Here are some relevant grafs from Scanlon:
This practice horrifies some respected writers and teachers; write your own darn stories, they say. But if we were visual artists, would anyone look askance at visiting a museum to try and copy the paintings to see how accomplished artists used color and shadow and contrast?
I’m not talking about plagiarism. Rather, modeling is copying stories to gain a more intimate understanding of the variety of decisions that writers make to organize material, select language, and shape sentences.
Now’s a good time for my one caveat about modeling lessons: Always copy the writer’s byline at the top of the story in case you get deluded and confuse someone else’s writing with your own.
Properly credited, I start typing.
Scanlon types annotations after particularly good sentences, digging into technique, questioning rhetoric, noting tactics, etc. I must admit that I have not used the idea of copying out key paragraphs or dialog or leads from great writing in my own classroom, but I have used the modeling idea when teaching design.

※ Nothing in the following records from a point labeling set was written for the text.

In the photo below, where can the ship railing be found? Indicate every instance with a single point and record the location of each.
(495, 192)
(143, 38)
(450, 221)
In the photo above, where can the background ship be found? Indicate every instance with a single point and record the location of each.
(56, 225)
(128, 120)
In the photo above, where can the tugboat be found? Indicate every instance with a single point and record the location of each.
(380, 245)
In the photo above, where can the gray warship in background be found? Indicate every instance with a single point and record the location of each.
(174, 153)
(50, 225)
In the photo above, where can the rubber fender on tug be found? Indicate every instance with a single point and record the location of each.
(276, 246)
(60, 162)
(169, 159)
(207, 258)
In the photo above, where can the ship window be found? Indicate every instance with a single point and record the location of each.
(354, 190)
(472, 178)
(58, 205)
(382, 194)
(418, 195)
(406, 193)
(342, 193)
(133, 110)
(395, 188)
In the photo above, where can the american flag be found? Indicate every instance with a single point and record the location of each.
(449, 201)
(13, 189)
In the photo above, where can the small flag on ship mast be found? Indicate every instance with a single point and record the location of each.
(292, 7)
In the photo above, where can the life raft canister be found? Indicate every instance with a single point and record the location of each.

In the high school journalism lab, I would give each student learning Adobe InDesign a letter-size magazine page -- from Time magazine, for instance -- and the assignment was to copy the page on the computer screen. Copy the grid. Copy where the art goes. Copy the size of the type (best approximation). Copy the lines (strokes) and boxes. Copy the leading.

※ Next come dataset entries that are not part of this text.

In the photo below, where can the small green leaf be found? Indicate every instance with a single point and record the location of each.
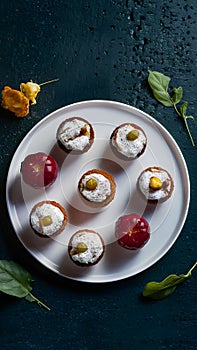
(177, 95)
(160, 290)
(183, 109)
(159, 84)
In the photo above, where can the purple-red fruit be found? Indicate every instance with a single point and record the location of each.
(39, 170)
(132, 231)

THAT idea came from reading about art students who sit in museums painstakingly trying to copy the work of past masters, right down to the brush strokes, as a way to understand how experts produce their art.
When I was a kid, I experimented with dozens of baseball batting stances, hoping for one that would feel comfortable and powerful and under control. I copied my favorites, like Ernie Banks and Mickey Mantle. I figured that if I swung the bat like a pro, I had a better chance of being a good hitter. It turned out that eyesight and reflexes and wrist strength and hip rotation and bat length and weight were all important factors... maybe more important than how I looked in the batter's box. But at least I had somewhere to start.
Unless you want to be an art forger, settling for perfectly copying master works is not a good long-term plan, and copying down lines from other writers is certainly not a good strategy when it's time to write that report or news story.
But trying to reproduce great work reveals some of the HOW in writing or painting or designing or hitting a baseball.
It turns out that some very old education models, and copying qualifies, were based on solid thinking.
If I were dropped back into a high school journalism classroom, some copying of favorite grafs would become part of my teaching strategy.